Karabulut Esra Mahsereci, Ibrikci Turgay
Vocational High School of Higher Education, Gaziantep University, 27310, Gaziantep, Turkey.
J Med Syst. 2014 May;38(5):50. doi: 10.1007/s10916-014-0050-0. Epub 2014 Apr 22.
This study develops a logistic model tree based automation system based on for accurate recognition of types of vertebral column pathologies. Six biomechanical measures are used for this purpose: pelvic incidence, pelvic tilt, lumbar lordosis angle, sacral slope, pelvic radius and grade of spondylolisthesis. A two-phase classification model is employed in which the first step is preprocessing the data by use of Synthetic Minority Over-sampling Technique (SMOTE), and the second one is feeding the classifier Logistic Model Tree (LMT) with the preprocessed data. We have achieved an accuracy of 89.73 %, and 0.964 Area Under Curve (AUC) in computer based automatic detection of the pathology. This was validated via a 10-fold-cross-validation experiment conducted on clinical records of 310 patients. The study also presents a comparative analysis of the vertebral column data with the use of several machine learning algorithms.

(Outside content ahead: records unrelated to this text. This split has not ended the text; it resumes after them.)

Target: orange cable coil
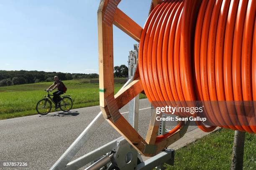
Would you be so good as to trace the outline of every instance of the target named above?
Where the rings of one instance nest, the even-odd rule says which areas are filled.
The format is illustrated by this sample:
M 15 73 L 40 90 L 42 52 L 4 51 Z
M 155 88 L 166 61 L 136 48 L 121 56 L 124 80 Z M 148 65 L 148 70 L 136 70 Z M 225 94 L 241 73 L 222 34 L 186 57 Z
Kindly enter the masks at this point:
M 256 12 L 254 0 L 169 0 L 156 6 L 141 33 L 138 55 L 149 101 L 183 107 L 202 101 L 212 125 L 196 122 L 202 130 L 218 126 L 255 133 Z M 254 104 L 252 117 L 243 116 L 250 111 L 233 104 L 236 101 Z

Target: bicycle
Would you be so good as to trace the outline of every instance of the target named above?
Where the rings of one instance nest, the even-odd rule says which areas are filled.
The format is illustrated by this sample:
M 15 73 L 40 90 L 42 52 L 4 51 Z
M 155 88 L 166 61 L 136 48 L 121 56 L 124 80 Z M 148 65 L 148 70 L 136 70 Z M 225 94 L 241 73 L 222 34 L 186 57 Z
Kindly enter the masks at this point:
M 51 90 L 44 90 L 45 91 L 48 93 L 48 94 L 44 96 L 44 98 L 40 100 L 36 104 L 36 111 L 38 114 L 45 115 L 51 112 L 51 109 L 52 102 L 54 104 L 56 103 L 53 101 L 51 96 L 53 95 L 50 94 Z M 60 101 L 57 104 L 58 107 L 64 112 L 69 112 L 72 109 L 73 106 L 73 101 L 72 99 L 69 95 L 65 95 L 62 97 L 60 96 Z

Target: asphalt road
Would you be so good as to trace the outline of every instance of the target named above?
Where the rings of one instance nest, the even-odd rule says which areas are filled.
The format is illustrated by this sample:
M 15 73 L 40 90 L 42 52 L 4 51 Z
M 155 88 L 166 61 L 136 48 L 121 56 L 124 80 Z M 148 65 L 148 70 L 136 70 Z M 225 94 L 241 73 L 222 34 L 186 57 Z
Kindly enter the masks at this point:
M 140 100 L 138 132 L 144 138 L 150 119 L 150 107 L 147 99 Z M 26 162 L 28 169 L 49 170 L 100 111 L 100 107 L 95 106 L 67 113 L 59 112 L 0 121 L 0 161 Z M 120 112 L 127 118 L 128 111 L 125 106 Z M 105 121 L 73 160 L 120 136 Z M 8 169 L 0 166 L 0 169 Z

本研究开发了一种基于逻辑模型树的自动化系统,用于准确识别脊柱病变类型。为此使用了六种生物力学测量指标:骨盆入射角、骨盆倾斜度、腰椎前凸角、骶骨倾斜度、骨盆半径和椎体滑脱分级。采用了两阶段分类模型,第一步是使用合成少数过采样技术(SMOTE)对数据进行预处理,第二步是将预处理后的数据输入分类器逻辑模型树(LMT)。在基于计算机的病变自动检测中,我们实现了89.73%的准确率和0.964的曲线下面积(AUC)。这通过对310例患者临床记录进行的10倍交叉验证实验得到了验证。该研究还使用几种机器学习算法对脊柱数据进行了对比分析。